Badour AlBahar, DAC Ph.D. student in the Department of Electrical and Computer Engineering

Image is part of AlBahar’s research paper on “Guided Image-to-Image Translation with Bi-Directional Feature Transformation”

 

 

 

 

 

 

 

 

Next month Badour AlBahar will travel to Seoul, Korea, to present a paper, “Guided Image-to-Image Translation with Bi-Directional Feature Transformation” at the premier International Conference on Computer Vision (ICCV).

A second year Ph.D. student in the Department of Electrical and Computer Engineering, AlBahar said she is “extremely fortunate to be able to explore and broaden my knowledge in computer vision and machine learning with Professor Jia-Bin Huang and my fellow colleagues at the Discovery Analytics Center. Working with people from different backgrounds and experiences has enabled me to grow and learn in ways I never knew possible.”

The research she will share at ICCV is a collaboration with Huang.

AlBahar’s interests lie in video and image processing and more specifically, generative modeling.

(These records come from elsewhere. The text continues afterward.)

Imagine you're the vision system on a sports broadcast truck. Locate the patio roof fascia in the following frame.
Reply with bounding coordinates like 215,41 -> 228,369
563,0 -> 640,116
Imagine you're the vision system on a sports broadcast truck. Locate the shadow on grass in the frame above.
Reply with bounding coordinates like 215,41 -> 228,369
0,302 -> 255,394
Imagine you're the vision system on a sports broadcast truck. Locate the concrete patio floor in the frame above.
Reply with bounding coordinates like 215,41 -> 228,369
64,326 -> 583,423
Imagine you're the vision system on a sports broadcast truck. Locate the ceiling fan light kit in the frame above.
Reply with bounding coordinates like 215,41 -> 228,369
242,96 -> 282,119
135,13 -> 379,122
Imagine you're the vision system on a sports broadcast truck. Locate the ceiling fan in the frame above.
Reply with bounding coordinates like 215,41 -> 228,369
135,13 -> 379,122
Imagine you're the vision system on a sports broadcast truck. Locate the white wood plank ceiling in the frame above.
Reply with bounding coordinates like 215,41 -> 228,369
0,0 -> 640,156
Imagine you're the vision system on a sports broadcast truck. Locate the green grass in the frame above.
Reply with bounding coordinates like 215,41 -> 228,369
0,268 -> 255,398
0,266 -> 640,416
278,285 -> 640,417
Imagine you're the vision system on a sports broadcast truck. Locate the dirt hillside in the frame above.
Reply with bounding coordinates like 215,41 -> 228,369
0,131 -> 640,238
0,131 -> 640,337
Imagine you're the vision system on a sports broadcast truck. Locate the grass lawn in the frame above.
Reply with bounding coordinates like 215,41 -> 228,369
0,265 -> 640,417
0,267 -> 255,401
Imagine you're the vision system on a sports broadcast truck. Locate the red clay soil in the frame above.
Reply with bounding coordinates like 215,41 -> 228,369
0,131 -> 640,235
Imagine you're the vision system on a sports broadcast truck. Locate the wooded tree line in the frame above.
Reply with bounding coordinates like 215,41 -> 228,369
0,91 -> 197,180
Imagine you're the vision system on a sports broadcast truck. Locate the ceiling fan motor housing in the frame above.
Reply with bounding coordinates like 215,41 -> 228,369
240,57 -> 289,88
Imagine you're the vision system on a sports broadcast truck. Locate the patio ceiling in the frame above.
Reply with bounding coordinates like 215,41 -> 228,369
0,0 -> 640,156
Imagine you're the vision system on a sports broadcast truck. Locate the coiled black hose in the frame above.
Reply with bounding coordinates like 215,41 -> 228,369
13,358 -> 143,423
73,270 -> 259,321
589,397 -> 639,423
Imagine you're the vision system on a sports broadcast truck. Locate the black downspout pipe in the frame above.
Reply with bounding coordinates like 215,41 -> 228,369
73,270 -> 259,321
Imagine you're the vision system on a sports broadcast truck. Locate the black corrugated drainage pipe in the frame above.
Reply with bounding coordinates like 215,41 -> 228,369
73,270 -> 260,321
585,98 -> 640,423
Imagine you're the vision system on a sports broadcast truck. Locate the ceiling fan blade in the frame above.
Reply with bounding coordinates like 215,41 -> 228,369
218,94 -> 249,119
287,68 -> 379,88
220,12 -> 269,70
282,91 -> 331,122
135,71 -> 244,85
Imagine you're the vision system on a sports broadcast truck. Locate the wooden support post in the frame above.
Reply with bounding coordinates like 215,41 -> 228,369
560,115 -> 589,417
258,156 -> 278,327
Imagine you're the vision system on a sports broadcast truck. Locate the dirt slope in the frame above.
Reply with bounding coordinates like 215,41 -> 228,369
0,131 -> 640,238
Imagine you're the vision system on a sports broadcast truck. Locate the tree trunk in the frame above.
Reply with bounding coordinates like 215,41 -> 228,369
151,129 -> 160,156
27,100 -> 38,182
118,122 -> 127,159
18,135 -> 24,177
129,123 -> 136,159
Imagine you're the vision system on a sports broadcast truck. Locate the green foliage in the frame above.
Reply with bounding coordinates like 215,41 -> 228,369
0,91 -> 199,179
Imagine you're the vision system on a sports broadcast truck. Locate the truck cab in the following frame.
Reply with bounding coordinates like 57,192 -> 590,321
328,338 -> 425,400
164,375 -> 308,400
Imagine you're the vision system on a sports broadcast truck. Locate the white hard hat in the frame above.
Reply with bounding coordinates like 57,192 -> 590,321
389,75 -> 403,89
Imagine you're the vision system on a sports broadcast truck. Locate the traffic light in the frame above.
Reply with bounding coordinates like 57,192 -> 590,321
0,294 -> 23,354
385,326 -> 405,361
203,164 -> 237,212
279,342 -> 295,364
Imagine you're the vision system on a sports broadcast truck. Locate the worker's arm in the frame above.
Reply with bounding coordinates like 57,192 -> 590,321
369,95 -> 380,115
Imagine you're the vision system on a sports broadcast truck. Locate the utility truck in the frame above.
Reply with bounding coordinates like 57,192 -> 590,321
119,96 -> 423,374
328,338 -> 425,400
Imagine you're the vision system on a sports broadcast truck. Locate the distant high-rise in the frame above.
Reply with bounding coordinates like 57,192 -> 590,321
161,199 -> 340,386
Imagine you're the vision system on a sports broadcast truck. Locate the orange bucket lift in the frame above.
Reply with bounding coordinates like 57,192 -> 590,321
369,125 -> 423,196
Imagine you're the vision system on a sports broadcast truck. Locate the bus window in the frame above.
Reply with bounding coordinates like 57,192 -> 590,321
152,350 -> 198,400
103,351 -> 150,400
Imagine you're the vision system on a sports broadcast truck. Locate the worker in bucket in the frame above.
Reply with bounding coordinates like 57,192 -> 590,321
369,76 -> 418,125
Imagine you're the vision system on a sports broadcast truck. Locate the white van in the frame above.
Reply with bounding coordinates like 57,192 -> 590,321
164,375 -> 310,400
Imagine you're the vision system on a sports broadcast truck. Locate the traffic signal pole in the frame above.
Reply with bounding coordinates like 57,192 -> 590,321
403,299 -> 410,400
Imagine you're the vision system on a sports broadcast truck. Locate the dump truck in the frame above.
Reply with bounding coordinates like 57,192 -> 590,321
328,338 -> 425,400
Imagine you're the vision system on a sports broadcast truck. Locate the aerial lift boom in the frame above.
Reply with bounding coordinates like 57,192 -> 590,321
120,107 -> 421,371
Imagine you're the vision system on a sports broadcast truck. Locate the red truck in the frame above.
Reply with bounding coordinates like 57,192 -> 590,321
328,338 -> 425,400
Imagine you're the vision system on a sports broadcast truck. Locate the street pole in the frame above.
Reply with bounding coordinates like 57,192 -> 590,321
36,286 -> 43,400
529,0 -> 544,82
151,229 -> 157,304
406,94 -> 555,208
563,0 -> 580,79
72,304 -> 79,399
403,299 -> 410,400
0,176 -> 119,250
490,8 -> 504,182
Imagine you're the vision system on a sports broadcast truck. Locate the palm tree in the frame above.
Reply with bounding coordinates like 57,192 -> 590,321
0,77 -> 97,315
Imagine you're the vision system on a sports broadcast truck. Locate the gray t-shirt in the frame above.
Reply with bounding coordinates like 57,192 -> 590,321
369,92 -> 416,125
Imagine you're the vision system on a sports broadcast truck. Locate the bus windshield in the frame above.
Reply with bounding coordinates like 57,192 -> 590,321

“In generative modeling, we try to synthesize realistic data. In my recent paper, I try to generate a realistic image from a given input image respecting some kind of constraints set by a guidance signal,” she said. “For example, given an image of a person, I would generate an image of that same person in a different pose specified by a guidance signal.”

AlBahar was introduced to her research focus area during her first semester as a master’s degree student at Virginia Tech.

“I took a computer vision course and was extremely fascinated by the field,” she said. “I loved how it was fast evolving and rapidly developing with a lot of potential for innovative inventions and applications. I remember thinking I had finally found my niche.”

AlBahar vividly remembers something else about her first Computer Vision class in the fall of 2016.

“Professor Huang asked each of us to say something interesting about ourselves,” said AlBahar,  “I said I was pregnant and due in the middle of the semester. All the students clapped and cheered. It was very encouraging and heartwarming.”

Her daughter, AlZain, was born in October 2016.

Her son, Saleh, was born last month.

“My mother has always been my inspiration. She finished her Ph.D. in mathematics while raising her children,” said AlBahar.

“Now, having children of my own, I know it is not easy. However, I believe that having well set plans for the day makes it a bit easier. I take it one day at a time,” she said. “I always say that children are a motivation. I aspire to be a successful and renowned researcher and a role model for my children.”

After graduation, projected for 2021, she plans to return to her home country of Kuwait to teach in the Department of Computer Engineering at Kuwait University, from which she received her bachelor’s degree.

“ I want to transfer the knowledge I have gained and my experiences to my community,” AlBahar said.